I am going to start with an example of two geometric figures. Rectangle must haves:
- quadrilateral
- four right angles
- opposite sides are equal and parallel
- diagonals bisect each other
If we say that every square is a rectangle, a square should possess all properties of a rectangle, plus unique properties on his own, such as:
- all four sides are equal
- diagonals cross at right angles
In comparison to number $2$ and properties of prime numbers, number $2$ is a whole number whose only factors are $1$ and itself. Second one is that every prime cannot be made of rectangle with more than one row. So far, so good, and another property for primes is that every prime can be written as a difference of two squares in a unique way – this is where number $2$ and all evens have non-integral solution:
$(\frac{3}{2})^2 – (\frac{1}{2})^2 = \frac{9}{4} – \frac{1}{4} = \frac{8}{4} = 2$
It is easy to notice all odd composite numbers have two or more integer solutions depending on number of factors. We can see it by intersecting two rectangles of the same size, where both sides of the rectangle are odd or prime numbers:
Clearly number $2$ has got his own properties like parity = $0$, where all prime numbers $>2$ have parity = $1$ inherited from odd numbers. My confusion is that should number $2$ retain all properties of prime numbers "to be qualified" one of them? ( such as in case of square being a rectangle).
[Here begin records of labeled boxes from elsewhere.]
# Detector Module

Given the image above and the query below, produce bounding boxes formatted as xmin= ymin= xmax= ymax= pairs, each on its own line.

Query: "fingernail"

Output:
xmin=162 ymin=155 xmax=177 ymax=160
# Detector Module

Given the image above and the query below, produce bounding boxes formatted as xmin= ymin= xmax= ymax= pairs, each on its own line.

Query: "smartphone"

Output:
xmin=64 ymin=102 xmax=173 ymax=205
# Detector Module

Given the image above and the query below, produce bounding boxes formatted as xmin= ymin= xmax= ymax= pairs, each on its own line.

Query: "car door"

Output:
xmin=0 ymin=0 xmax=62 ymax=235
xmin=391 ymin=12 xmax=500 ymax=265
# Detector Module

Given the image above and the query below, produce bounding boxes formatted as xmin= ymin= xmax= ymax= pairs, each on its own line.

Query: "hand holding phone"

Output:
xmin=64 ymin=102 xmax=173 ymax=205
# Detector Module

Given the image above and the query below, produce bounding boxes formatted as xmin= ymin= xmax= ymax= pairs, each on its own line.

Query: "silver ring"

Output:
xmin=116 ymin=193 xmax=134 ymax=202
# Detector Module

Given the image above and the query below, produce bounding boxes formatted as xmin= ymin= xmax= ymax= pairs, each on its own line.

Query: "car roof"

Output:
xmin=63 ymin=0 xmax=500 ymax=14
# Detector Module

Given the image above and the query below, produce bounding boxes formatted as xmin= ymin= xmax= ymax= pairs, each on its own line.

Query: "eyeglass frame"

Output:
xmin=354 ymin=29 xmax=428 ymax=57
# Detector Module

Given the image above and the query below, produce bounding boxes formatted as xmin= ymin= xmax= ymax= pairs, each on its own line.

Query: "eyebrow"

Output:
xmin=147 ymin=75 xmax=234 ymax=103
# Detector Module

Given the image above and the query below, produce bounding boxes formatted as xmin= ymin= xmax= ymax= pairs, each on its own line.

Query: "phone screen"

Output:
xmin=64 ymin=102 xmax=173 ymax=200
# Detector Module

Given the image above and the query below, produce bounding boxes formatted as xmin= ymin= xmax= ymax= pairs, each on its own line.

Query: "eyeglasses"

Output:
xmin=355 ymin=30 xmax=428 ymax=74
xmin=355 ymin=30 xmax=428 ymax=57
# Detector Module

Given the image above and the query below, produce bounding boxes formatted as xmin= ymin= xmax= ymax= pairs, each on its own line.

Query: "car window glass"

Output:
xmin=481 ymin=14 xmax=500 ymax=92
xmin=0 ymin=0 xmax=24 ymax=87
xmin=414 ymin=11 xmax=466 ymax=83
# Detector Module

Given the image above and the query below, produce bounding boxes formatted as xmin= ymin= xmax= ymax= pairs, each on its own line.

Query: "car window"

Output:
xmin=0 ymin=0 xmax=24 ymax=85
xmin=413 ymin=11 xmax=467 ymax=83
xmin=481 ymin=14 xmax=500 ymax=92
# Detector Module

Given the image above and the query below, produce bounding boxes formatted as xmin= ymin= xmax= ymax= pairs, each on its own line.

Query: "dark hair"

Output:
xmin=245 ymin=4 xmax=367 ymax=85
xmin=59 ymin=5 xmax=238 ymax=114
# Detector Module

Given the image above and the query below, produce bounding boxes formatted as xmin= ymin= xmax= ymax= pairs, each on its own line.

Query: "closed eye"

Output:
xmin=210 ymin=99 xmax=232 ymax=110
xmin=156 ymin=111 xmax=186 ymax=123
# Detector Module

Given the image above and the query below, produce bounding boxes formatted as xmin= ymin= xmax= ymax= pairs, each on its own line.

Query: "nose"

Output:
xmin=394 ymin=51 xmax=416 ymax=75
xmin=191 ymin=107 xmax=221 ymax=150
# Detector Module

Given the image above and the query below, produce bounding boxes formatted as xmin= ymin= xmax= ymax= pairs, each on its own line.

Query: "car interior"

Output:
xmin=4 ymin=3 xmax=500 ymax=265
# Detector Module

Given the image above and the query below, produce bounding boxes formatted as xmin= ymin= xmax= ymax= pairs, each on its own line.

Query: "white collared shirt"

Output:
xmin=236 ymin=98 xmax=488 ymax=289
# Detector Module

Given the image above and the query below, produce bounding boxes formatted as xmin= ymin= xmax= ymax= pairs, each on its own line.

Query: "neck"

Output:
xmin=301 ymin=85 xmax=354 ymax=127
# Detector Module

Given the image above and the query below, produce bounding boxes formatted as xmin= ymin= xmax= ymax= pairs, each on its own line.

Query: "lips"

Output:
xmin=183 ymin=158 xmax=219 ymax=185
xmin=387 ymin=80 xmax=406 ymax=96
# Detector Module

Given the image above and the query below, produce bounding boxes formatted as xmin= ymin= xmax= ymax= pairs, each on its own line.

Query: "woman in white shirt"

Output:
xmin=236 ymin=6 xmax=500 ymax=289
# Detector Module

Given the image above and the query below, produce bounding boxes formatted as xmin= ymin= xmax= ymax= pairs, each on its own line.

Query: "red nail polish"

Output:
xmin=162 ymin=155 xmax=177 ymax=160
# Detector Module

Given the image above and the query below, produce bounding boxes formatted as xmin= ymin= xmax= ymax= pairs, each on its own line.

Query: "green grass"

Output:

Or perhaps we can skip this fact and simply call number $2$ the only even prime.
Best Answer
You could raise exactly the same objections if you noted that "all prime numbers are bigger than $4$, except for these two weird exceptions $2$ and $3$". Does that mean you have some kind of existential angst about the primality of $3$, or does it simply mean that numbers do have different properties from each other?
In a ring, "$p$ is prime" means nothing more nor less than "if $p \mid a b$ then $p \mid a$ or $p \mid b$, and $p \not = 0$, and $p$ has no multiplicative inverse". Equivalently, in $\mathbb{Z}$, "$p$ is prime" means "$p$ has no factors other than itself and $1$, and is not $0$ or $\pm 1$". That's all there is to it.